Şimdi yukarıdaki haberi yeniden okuyalım. 6 Eylül'de bir tesis saldırıya uğradı. Ama ABD, üç yeni
hedefin daha tespit edildiğini açıklıyor. Bu yeni bir saldırı gerekçesinin bulunduğunu gösteriyor. Tam da Türkiye'nin iki ülkeyi aynı masada oturmaya zorladığı bir dönemde. Katar'da yapılan Lübnan anlaşması ve ardından Cumhurbaşkanı'nın seçilebilmesi, krizin bir anlamda önlenmesi Washington'da pek hoş karşılanmadı. Hizbullah'ın pozisyonunu güçlendiren bu süreç, ABD'nin Lübnan hesaplarını bozdu. Tabii Suriye hesaplarını da. Hatta ABD ile İsrail arasında belirgin fikir ayrılıkları olduğu iddiaları bile var. Hem Katar'da hem de
İstanbul sürecinde çok önemli bir rol üslenen Türkiye, diğer bölgesel aktörlerle bir inisiyatif geliştirmeye çalışıyor.

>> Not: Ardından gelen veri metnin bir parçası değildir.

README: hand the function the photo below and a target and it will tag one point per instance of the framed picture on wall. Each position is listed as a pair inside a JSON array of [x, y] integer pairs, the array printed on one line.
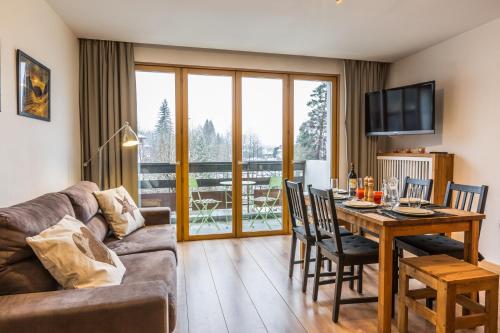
[[33, 88]]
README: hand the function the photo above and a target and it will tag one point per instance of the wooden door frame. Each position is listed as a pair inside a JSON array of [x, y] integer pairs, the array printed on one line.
[[178, 130], [285, 160]]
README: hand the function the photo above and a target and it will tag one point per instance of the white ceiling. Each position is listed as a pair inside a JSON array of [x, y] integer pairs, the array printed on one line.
[[383, 30]]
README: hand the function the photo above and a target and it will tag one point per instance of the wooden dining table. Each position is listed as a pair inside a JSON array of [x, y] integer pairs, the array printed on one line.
[[446, 220]]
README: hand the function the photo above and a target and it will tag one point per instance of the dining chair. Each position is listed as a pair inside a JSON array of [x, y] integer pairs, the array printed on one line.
[[352, 250], [423, 245], [301, 230], [424, 184]]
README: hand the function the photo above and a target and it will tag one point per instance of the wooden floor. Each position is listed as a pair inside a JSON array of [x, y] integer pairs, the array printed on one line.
[[242, 285]]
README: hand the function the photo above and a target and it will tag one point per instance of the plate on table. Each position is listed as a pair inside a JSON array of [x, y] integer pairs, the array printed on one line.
[[406, 201], [359, 204], [412, 211]]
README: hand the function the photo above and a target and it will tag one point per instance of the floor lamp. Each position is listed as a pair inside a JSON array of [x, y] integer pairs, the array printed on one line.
[[129, 139]]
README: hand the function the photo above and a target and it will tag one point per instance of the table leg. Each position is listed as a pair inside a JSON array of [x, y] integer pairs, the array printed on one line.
[[385, 281], [302, 253]]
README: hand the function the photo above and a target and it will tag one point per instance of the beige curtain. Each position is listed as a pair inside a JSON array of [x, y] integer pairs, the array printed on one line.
[[361, 77], [107, 100]]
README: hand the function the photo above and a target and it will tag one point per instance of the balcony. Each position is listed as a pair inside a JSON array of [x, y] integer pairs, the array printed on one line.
[[210, 193]]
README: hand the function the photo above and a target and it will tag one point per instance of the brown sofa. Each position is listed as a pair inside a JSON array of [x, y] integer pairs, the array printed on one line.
[[32, 301]]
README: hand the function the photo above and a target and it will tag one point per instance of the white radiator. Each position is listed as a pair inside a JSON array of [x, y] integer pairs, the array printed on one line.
[[403, 166]]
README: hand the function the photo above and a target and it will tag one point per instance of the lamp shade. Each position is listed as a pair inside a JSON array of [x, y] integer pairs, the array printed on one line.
[[129, 138]]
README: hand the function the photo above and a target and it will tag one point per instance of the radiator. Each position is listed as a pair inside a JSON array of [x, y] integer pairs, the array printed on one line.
[[403, 166]]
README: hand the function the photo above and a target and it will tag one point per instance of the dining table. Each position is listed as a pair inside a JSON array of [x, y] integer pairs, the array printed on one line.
[[387, 225]]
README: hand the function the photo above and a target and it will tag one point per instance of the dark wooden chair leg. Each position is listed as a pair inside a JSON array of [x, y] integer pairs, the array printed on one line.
[[351, 282], [360, 279], [307, 259], [317, 272], [292, 255], [338, 291]]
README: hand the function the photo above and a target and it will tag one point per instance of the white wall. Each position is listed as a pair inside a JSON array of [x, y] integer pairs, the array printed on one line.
[[255, 61], [37, 156], [467, 73]]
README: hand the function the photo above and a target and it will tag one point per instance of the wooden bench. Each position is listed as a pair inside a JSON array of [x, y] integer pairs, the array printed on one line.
[[449, 281]]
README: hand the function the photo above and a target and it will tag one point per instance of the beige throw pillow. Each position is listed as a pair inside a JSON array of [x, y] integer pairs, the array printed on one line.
[[120, 211], [74, 257]]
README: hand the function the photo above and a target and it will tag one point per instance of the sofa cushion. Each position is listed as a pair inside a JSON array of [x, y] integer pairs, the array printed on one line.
[[75, 258], [98, 226], [26, 220], [83, 200], [154, 266], [147, 239], [27, 276]]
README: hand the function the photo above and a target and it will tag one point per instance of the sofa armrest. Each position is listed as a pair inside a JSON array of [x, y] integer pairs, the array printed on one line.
[[136, 307], [156, 215]]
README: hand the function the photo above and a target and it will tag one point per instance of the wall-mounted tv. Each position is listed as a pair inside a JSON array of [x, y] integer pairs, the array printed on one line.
[[402, 110]]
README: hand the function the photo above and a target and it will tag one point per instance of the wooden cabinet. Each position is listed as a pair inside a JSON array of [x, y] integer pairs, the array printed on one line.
[[436, 166]]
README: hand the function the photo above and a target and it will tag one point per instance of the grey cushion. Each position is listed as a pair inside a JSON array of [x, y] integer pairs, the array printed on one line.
[[82, 198], [436, 244], [26, 220], [146, 239]]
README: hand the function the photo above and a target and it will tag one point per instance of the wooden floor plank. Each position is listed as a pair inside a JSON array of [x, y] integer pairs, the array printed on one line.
[[273, 310], [242, 285], [204, 310], [239, 311]]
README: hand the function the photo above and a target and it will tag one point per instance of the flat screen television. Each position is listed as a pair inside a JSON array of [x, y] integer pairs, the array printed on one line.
[[402, 110]]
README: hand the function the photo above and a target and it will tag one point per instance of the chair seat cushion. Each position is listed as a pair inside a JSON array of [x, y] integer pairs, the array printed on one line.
[[147, 239], [354, 246], [154, 266], [302, 232], [434, 244]]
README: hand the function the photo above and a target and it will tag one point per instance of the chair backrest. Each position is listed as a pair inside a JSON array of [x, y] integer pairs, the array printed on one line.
[[424, 184], [325, 216], [296, 204], [465, 196]]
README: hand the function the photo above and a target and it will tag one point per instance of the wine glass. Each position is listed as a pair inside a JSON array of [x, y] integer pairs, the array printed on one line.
[[415, 197]]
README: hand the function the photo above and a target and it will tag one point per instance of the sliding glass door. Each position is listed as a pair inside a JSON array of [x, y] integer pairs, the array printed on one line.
[[158, 122], [209, 109], [261, 182], [314, 130]]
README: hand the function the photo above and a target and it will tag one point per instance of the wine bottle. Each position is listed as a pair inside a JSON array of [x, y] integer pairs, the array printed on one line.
[[352, 181]]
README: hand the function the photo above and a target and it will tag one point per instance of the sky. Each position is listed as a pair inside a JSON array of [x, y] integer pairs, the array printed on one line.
[[210, 97]]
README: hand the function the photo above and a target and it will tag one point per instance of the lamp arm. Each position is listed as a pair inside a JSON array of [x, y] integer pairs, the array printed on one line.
[[100, 148]]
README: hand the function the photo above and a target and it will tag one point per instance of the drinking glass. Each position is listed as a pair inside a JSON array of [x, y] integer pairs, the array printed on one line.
[[360, 189], [334, 184], [393, 191]]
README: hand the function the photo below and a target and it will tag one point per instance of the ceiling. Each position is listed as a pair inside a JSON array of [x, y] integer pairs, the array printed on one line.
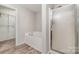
[[32, 7]]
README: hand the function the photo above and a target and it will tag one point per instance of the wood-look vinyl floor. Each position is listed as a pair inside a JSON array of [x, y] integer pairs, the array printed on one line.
[[8, 47]]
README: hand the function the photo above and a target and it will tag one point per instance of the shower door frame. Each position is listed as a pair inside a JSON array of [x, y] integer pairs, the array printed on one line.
[[76, 32]]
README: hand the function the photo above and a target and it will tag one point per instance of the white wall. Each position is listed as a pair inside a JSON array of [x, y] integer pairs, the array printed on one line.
[[38, 21], [6, 31], [28, 21], [25, 22]]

İran'a saldırı tehditleri devam ed
erken, Lübnan projesi ve Suriye'ye saldırı hevesleri gizlenmiyor. Bu durumda, ABD'nin "üç nükleer hedef" açıklaması bütün barış girişimlerini boşa çıkaracak saldırının önünü açabilir. Bu yüzden, Türkiye'nin girişimleri savaşın önlenmesi yolunda dev adımlar olarak anılmalı.

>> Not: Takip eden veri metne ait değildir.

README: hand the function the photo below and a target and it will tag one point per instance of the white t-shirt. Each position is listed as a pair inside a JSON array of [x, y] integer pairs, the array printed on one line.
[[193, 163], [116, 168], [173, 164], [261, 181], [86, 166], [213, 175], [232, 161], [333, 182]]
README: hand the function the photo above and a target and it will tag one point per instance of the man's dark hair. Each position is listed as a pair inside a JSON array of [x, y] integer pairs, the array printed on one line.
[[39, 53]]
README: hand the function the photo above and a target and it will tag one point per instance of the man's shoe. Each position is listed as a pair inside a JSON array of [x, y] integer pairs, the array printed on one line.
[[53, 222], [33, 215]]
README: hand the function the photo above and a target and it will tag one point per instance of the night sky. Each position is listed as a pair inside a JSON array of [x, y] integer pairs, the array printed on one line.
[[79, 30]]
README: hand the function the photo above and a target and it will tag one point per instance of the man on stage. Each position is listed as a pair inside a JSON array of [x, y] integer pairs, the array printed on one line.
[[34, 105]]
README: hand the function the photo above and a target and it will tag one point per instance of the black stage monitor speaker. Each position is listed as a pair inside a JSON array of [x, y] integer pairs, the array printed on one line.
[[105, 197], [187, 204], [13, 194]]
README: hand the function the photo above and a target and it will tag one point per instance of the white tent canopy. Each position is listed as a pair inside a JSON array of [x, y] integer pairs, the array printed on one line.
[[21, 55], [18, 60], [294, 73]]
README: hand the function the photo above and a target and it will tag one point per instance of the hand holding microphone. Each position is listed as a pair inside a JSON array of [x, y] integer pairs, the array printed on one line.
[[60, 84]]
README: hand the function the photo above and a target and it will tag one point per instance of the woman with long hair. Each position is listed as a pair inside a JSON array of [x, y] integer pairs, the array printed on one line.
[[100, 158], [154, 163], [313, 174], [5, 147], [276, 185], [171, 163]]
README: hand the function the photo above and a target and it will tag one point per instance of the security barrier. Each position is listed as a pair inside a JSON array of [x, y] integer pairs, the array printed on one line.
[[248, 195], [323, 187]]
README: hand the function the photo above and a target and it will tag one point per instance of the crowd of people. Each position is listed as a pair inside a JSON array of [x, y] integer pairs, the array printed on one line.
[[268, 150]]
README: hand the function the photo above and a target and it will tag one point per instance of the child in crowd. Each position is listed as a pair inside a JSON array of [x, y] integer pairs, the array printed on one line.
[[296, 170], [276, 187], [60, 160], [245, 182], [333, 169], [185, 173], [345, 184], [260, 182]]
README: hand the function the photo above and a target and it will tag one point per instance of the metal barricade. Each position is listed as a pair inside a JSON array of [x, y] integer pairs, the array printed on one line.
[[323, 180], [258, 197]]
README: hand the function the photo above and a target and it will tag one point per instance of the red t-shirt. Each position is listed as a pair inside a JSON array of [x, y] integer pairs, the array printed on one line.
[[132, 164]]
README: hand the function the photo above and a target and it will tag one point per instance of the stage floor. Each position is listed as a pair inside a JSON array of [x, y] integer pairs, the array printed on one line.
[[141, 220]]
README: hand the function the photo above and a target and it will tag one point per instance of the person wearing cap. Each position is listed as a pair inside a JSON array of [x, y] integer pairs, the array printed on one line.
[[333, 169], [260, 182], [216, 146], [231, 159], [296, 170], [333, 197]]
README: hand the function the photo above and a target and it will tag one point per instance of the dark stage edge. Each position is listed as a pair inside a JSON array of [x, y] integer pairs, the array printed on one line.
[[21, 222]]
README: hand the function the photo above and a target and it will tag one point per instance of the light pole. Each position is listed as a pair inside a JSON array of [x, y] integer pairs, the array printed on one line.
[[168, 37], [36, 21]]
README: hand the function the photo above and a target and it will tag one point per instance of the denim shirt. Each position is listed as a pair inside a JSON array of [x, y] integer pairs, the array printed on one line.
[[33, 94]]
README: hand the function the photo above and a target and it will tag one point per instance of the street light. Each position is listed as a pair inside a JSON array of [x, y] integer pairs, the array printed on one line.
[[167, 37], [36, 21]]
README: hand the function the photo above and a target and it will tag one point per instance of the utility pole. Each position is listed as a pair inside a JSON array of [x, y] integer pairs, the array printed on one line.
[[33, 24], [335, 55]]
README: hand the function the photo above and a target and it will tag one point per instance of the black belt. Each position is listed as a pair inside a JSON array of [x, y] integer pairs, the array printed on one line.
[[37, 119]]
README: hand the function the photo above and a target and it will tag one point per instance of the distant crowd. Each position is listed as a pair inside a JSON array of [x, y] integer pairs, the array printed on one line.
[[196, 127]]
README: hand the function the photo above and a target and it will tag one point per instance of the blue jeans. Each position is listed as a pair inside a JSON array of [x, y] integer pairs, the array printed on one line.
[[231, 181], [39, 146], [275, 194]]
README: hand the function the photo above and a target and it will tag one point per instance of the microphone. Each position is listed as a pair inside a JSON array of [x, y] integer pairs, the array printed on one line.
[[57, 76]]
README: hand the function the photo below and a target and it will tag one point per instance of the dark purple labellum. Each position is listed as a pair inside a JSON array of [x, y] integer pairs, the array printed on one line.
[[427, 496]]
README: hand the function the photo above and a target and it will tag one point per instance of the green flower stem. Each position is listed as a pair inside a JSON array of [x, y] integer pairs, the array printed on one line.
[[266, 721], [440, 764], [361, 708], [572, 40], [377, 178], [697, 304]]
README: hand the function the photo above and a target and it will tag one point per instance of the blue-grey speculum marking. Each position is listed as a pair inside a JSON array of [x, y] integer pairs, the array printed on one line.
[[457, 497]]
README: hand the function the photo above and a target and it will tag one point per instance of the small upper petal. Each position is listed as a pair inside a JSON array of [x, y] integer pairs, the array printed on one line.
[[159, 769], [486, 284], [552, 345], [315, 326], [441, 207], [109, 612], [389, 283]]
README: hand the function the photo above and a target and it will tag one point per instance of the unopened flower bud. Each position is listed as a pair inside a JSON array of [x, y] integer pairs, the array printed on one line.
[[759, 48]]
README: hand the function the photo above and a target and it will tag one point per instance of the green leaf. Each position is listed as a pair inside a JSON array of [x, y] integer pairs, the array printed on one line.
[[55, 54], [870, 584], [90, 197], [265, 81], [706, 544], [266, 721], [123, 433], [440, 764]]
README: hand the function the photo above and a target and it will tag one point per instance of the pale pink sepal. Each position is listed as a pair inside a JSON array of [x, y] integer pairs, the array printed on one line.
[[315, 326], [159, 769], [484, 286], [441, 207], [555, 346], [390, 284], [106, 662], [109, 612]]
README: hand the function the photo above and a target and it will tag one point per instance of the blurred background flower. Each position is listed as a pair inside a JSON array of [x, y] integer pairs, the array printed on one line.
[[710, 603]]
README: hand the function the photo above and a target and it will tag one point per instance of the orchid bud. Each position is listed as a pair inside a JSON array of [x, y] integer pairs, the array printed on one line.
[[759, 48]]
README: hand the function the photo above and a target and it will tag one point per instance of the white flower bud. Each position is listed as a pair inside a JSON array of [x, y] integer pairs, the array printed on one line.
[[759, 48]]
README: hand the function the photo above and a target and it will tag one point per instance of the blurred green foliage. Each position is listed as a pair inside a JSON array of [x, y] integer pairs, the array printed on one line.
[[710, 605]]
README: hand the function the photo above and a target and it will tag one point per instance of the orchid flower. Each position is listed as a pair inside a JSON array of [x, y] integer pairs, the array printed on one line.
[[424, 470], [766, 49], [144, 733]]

Belki de yeni bir 6 Eylül senaryosu son anda önlendi. Türkiye öne çıkmasaydı, ABD ve
İngiltere dışında iki ülke daha bu yönde bir girişim başlatacaktı. Türkiye erken davrandı ve başarılı da oldu.
Hamas'ın İsrail'le pazarlıklarını Hizbullah yürütecek. İran ve Suriye, İsrail görüşmesine rağmen stratejik ilişkilerin devam edeceğini açıkladı. İsrail'de Ehud Olmert'in istifası isteniyor. Lübnan sakinleşti ve bunu bölgesel güçler sağladı.
İşte o bölgesel güçler, özellikle Türkiye, Lübnan'ı iç savaşa veya işgale sürüklenmekten kurtardıkları gibi şimdi de Suriye'ye yönelik bir saldırı planını önlemeye çalışıyor.
ABD/
İsrail saldırısı Lübnan'da önlendi. Şimdi Suriye'ye saldırı girişimi önleniyor. Eğer bu süreç olmasaydı, ABD'nin yönlendirmesiyle İsrail'in Suriye'deki bu "hedefler"e 6 Eylül'de olduğu gibi bir saldırı yapması muhtemel olacaktı. Türkiye ve bölgesel dinamikler, ABD'ye rağmen önemli adımlar atabiliyor artık.